There are strong farming roots in Tate County, and Todd incorporates agricultural lessons into his curricula and field trip itinerary whenever possible. First, Todd had his daughter, an excellent chef, video-call in and show the kids how to prepare a salad with some greens that they grew in their garden. He saw the value of incorporating perceived experts, and expanded from there. While studying math, the students visit the local sales barn to practice their arithmetic: “selling cattle, all of that meets the standards. And so the kids were able to see that real world connection and everything.” Likewise, community members will drop things off at school, where agriculture can be further incorporated into the curriculum: “I have community support and at once the community kind of hears about the garden or hears about the farm, they'll just drop stuff off. They'll say, ‘Give that to that man teacher.’”
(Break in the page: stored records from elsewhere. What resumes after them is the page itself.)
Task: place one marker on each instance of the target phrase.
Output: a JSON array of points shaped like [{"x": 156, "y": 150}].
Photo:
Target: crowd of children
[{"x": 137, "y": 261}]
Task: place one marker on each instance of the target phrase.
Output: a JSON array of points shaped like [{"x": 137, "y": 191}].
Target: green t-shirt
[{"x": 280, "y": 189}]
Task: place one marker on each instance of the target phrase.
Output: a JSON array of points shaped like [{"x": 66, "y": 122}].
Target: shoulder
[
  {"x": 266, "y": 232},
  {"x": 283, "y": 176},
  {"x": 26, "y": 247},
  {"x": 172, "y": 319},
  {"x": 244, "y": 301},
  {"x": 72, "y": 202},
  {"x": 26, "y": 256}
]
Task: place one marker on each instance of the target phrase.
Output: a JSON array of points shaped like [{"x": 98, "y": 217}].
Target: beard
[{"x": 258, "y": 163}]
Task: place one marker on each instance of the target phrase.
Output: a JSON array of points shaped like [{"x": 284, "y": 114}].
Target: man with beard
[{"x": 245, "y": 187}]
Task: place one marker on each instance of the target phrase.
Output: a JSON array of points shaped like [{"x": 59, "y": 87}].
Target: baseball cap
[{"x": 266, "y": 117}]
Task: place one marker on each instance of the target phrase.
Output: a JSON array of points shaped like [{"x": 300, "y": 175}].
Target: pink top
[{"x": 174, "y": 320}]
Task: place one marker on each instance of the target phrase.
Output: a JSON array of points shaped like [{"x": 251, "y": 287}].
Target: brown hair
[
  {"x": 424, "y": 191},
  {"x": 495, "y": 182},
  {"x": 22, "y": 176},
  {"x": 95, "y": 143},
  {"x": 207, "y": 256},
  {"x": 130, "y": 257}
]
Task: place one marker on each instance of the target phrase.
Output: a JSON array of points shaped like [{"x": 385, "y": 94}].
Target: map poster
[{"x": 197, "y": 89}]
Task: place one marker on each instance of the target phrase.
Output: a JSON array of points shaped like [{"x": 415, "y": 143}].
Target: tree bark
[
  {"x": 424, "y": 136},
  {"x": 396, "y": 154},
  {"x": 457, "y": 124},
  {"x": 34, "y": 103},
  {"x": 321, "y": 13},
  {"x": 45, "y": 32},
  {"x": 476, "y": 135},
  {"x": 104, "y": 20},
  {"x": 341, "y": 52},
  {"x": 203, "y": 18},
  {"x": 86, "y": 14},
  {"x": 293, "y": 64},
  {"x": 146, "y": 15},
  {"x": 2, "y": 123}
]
On a beginning-of-the-year sheet Todd has parents and guardians fill out, he asks them not just for phone numbers, emergency contacts, and the like, but also for their hobbies and professions. One parent noted that he works for Sinclair Foods, which makes all of the potato salad for Sam’s Club and Walmart. The parent facilitated a tour, which was a massive hit with the students, who studied “how we cook it, make it, mix it, and we had all those different kinds of potato salad. We had a taste contest with potato salad. And they loved it.” On the trip, Todd recalls that he had as many parents as students in attendance, highlighting the buy-in he has been able to achieve from families and the community. This has resonated with his administration and fellow teachers at Coldwater Elementary, including his superintendent, who nominated him for MS Rural Teacher of the Year.
Recently, Todd has looked beyond northwest Mississippi for learning opportunities. After a trip to Puget Sound to visit his son, he got excited about the idea of creating cross-curricular lessons around salmon migration. “My kids don't know anything about salmon migration, or the Pacific Northwest. Well, there is this huge thing called King Salmon, and once a year they have a simulated game where your kids can sign on, register for a fish and it puts them in the stream.” Students each get to follow their very own chipped-and-tracked Salmon through their migration upriver, and Todd facilitated a lesson where students simulated inserting the fish-trackers in bananas, just like wildlife professionals do in their schooling. For third-graders, of course, they also had fun decorating and naming their would-be salmon.
With each successive experience, Todd creates fun learning for students where it previously did not exist. It started with a small garden, one pot per student, with each kid climbing out of a window every day to check on their plant. That seed grew, and branched into field trips and real-world learning experiences. Todd has funded these experiences through a voracious dedication to applying for any and all grants he comes across. A dedication to Place-Based Education has drawn accolades and notoriety for Todd, but what’s most important to him is the impact on his students. What’s next for Todd Willis, Mississippi Rural Teacher of the Year winner?
“The project I'm most excited about is the one I'm working on next. I don't hardly ever repeat. I'm afraid if I have that one cool lesson, and repeat it every year, over time it will lose its magic. With all the things we have to teach in third grade, we need that magic to happen every day!"
We are grateful to Todd for sharing his experiences as a rural teacher in Mississippi. Thank you to our Mississippi Regional Hub partners for connecting us with Todd.